Pada Peraturan Kepolisian Negara Republik Indonesia, lanjut dia, memang tak ada pelibatan jaksa dalam pengusutan perkara, tapi mengikutsertakan atasan di kepolisian. Selain itu, pengawasan praperadilan lemah, jarang sekali hakim mengabulkan gugatan praperadilan lantaran desain uji praperadilan itu pasif dan terbatas waktu.

“Akhirnya (dalam persidangan), percaya saja dengan polisi. Padahal praperadilan atau hakim komisaris itu aktif, kalau misalnya ada kasus seperti ini. Kalau salah penetapan tersangka, hakim yang menguji itu salah atau tidak, karena dia akan mengadili,” jelas Fachrizal.

Pada penetapan tersangka pun terdapat hak-hak warga negara. “Apakah perlu dikasih ganti rugi atau tidak? Apakah perlu ditahan? Itu hakim yang memutuskan.”

Bisakah Si ‘Tidak Cermat’ Dihukum?

Peneliti Bidang Hukum The Indonesian Institute, Hemi Lavour Febrinandez berkata, merujuk pada ketentuan yang terdapat dalam Peraturan Kapolri Nomor 12 Tahun 2009 tentang Pengawasan dan Pengendalian Penanganan Perkara Pidana di Lingkungan Kepolisian Negara Republik Indonesia, maka kekeliruan dalam penetapan tersangka dapat dijatuhi sanksi.

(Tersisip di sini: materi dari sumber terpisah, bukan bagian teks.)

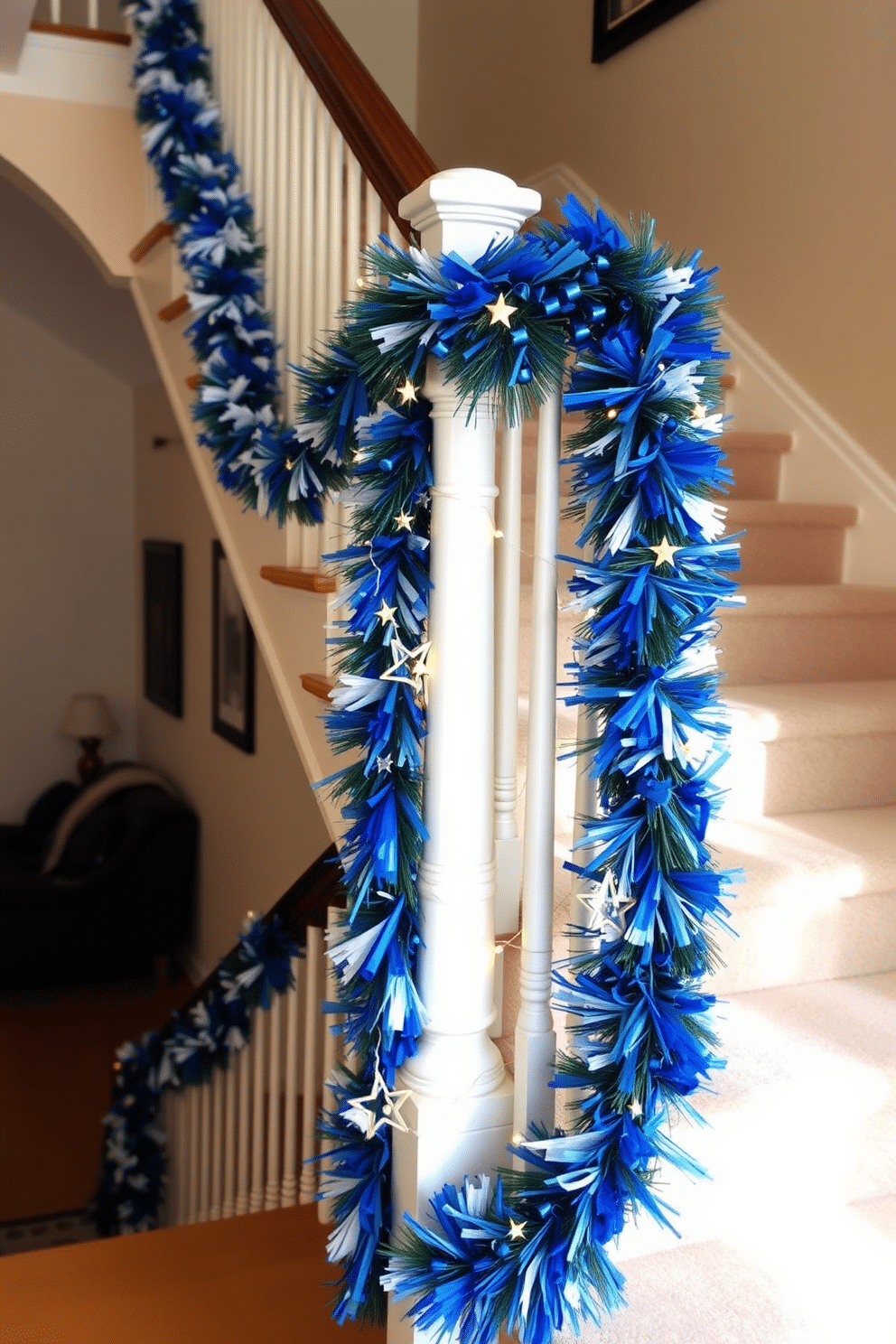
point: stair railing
(327, 160)
(245, 1140)
(330, 165)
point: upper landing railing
(327, 159)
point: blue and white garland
(529, 1255)
(133, 1171)
(277, 468)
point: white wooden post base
(462, 1104)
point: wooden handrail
(388, 152)
(76, 30)
(292, 575)
(303, 905)
(317, 685)
(176, 308)
(149, 239)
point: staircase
(810, 815)
(809, 663)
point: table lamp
(89, 719)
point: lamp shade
(89, 716)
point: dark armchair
(97, 881)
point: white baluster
(508, 847)
(352, 220)
(308, 1178)
(272, 1190)
(182, 1128)
(257, 1187)
(229, 1202)
(331, 532)
(204, 1152)
(331, 1055)
(192, 1162)
(303, 101)
(243, 1131)
(167, 1120)
(294, 211)
(461, 1110)
(372, 215)
(290, 1093)
(336, 220)
(217, 1143)
(273, 151)
(535, 1041)
(285, 299)
(313, 220)
(257, 163)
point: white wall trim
(73, 70)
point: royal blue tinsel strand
(277, 468)
(642, 473)
(133, 1171)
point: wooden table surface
(261, 1277)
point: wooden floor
(57, 1047)
(261, 1277)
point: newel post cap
(463, 210)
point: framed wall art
(163, 627)
(617, 23)
(233, 680)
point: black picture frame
(164, 625)
(617, 23)
(233, 668)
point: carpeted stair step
(790, 543)
(815, 632)
(755, 460)
(791, 1238)
(817, 902)
(810, 748)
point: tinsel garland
(277, 468)
(133, 1171)
(528, 1255)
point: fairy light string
(528, 1252)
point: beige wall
(66, 554)
(97, 194)
(762, 132)
(261, 826)
(383, 33)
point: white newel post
(462, 1104)
(535, 1041)
(507, 707)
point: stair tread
(809, 856)
(813, 600)
(812, 708)
(778, 514)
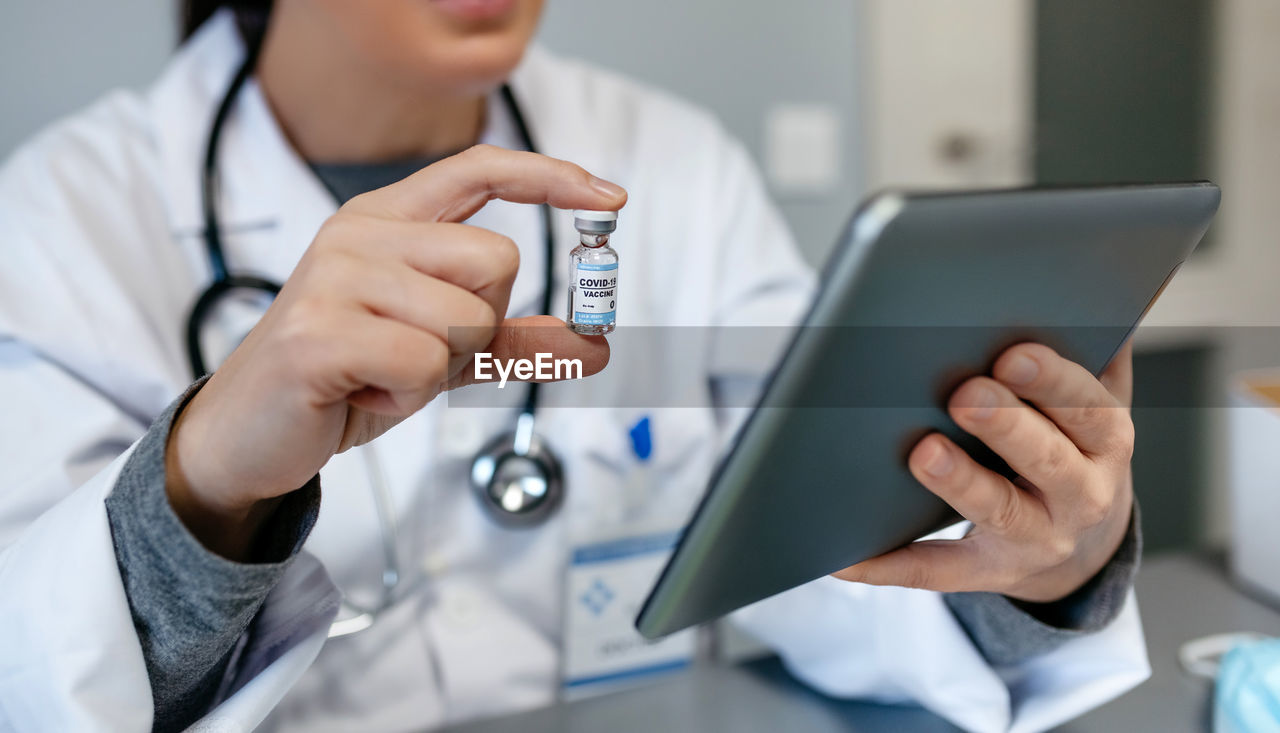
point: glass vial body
(593, 285)
(593, 274)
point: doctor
(167, 558)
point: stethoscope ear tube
(200, 312)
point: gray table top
(1182, 598)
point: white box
(1255, 479)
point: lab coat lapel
(269, 205)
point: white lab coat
(99, 228)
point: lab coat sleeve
(81, 378)
(886, 644)
(72, 656)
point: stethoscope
(516, 477)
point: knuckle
(1125, 438)
(1006, 516)
(1052, 463)
(504, 256)
(338, 230)
(481, 315)
(435, 361)
(1060, 549)
(1093, 505)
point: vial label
(595, 293)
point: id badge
(607, 585)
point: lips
(475, 10)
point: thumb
(526, 338)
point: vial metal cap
(595, 221)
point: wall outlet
(801, 149)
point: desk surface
(1182, 598)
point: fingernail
(984, 402)
(937, 459)
(611, 189)
(1020, 370)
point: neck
(336, 109)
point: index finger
(1066, 393)
(456, 187)
(944, 566)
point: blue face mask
(1248, 690)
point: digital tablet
(923, 292)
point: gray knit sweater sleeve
(190, 605)
(1008, 632)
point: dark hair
(251, 17)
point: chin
(471, 65)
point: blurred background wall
(837, 97)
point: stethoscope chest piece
(517, 479)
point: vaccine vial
(593, 274)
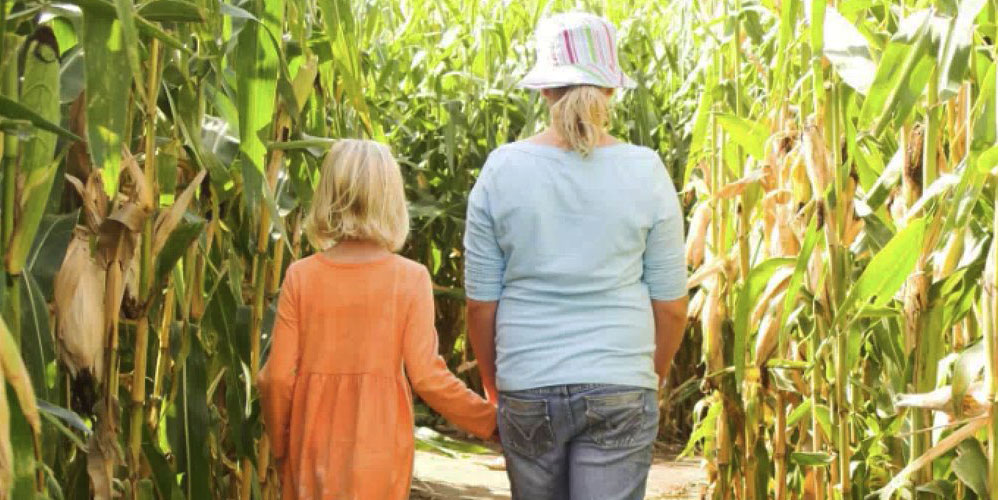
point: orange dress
(334, 392)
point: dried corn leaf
(103, 453)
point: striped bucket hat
(576, 49)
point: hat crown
(582, 43)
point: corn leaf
(903, 73)
(256, 66)
(130, 37)
(40, 91)
(105, 8)
(984, 122)
(15, 110)
(811, 458)
(755, 283)
(176, 244)
(751, 135)
(847, 50)
(971, 467)
(107, 76)
(36, 336)
(887, 270)
(172, 11)
(953, 36)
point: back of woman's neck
(356, 251)
(549, 137)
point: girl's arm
(276, 380)
(429, 375)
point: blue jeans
(578, 442)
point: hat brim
(547, 77)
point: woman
(575, 280)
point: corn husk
(14, 373)
(975, 402)
(711, 322)
(6, 450)
(767, 336)
(695, 305)
(796, 174)
(694, 250)
(103, 452)
(816, 163)
(81, 332)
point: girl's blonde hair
(359, 197)
(580, 115)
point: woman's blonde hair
(359, 197)
(580, 116)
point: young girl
(351, 320)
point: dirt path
(439, 477)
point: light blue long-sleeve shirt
(574, 248)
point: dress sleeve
(429, 375)
(276, 381)
(663, 267)
(484, 261)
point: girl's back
(344, 334)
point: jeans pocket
(614, 420)
(525, 425)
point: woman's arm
(484, 268)
(665, 272)
(670, 318)
(276, 381)
(429, 375)
(481, 320)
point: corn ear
(79, 306)
(40, 93)
(14, 373)
(711, 321)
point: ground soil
(440, 477)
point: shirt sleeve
(429, 375)
(276, 380)
(484, 260)
(663, 267)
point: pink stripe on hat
(569, 47)
(571, 52)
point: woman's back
(574, 248)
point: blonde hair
(580, 115)
(359, 197)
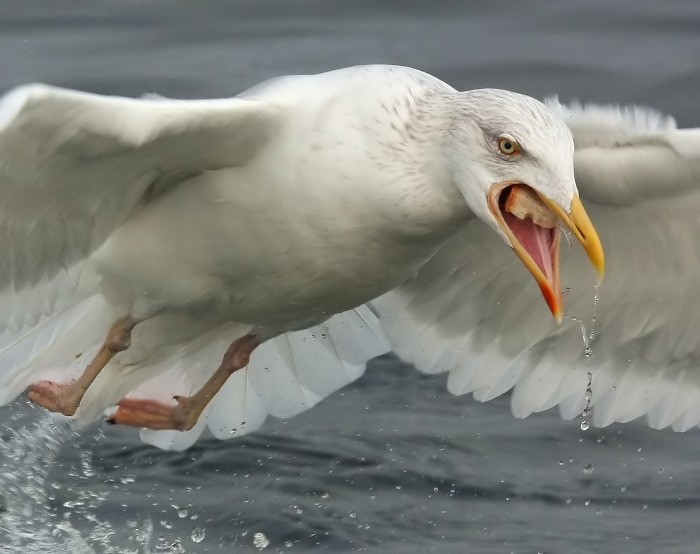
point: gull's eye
(508, 146)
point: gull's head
(512, 159)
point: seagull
(186, 265)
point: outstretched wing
(73, 166)
(475, 312)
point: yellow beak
(577, 221)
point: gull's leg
(183, 416)
(65, 398)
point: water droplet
(197, 534)
(260, 541)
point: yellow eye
(508, 146)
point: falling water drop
(260, 541)
(197, 534)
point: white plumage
(310, 196)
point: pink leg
(65, 397)
(184, 415)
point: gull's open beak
(531, 223)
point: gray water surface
(392, 463)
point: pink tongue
(538, 241)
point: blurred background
(392, 463)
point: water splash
(39, 515)
(588, 335)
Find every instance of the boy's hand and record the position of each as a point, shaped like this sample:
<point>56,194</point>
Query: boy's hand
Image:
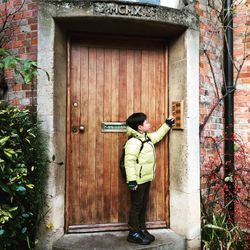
<point>170,121</point>
<point>132,185</point>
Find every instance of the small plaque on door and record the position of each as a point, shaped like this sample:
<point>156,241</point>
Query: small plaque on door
<point>177,111</point>
<point>114,127</point>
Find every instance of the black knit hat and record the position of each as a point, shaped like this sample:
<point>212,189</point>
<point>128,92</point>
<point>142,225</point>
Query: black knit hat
<point>135,120</point>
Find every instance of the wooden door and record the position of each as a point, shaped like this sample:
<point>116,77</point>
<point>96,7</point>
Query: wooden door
<point>109,79</point>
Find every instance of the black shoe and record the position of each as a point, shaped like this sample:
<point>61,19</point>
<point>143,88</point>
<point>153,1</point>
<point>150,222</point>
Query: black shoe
<point>148,235</point>
<point>138,237</point>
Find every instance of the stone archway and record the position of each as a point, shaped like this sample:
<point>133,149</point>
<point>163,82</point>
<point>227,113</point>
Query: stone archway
<point>56,20</point>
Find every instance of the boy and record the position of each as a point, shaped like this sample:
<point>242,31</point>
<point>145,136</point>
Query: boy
<point>140,171</point>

“Sanksi etik dan hukuman disipliner seperti teguran tertulis, mutasi yang bersifat demosi, ataupun pembebasan dari jabatan,” ucap Hemi kepada reporter Tirto, Rabu (2/3/2022).

Munculnya koreksi dalam penetapan tersangka sebenarnya memang ada dalam KUHAP, namun sifatnya bukanlah koreksi. Status tersangka dapat dicabut apabila telah dilakukan penghentian penyidikan.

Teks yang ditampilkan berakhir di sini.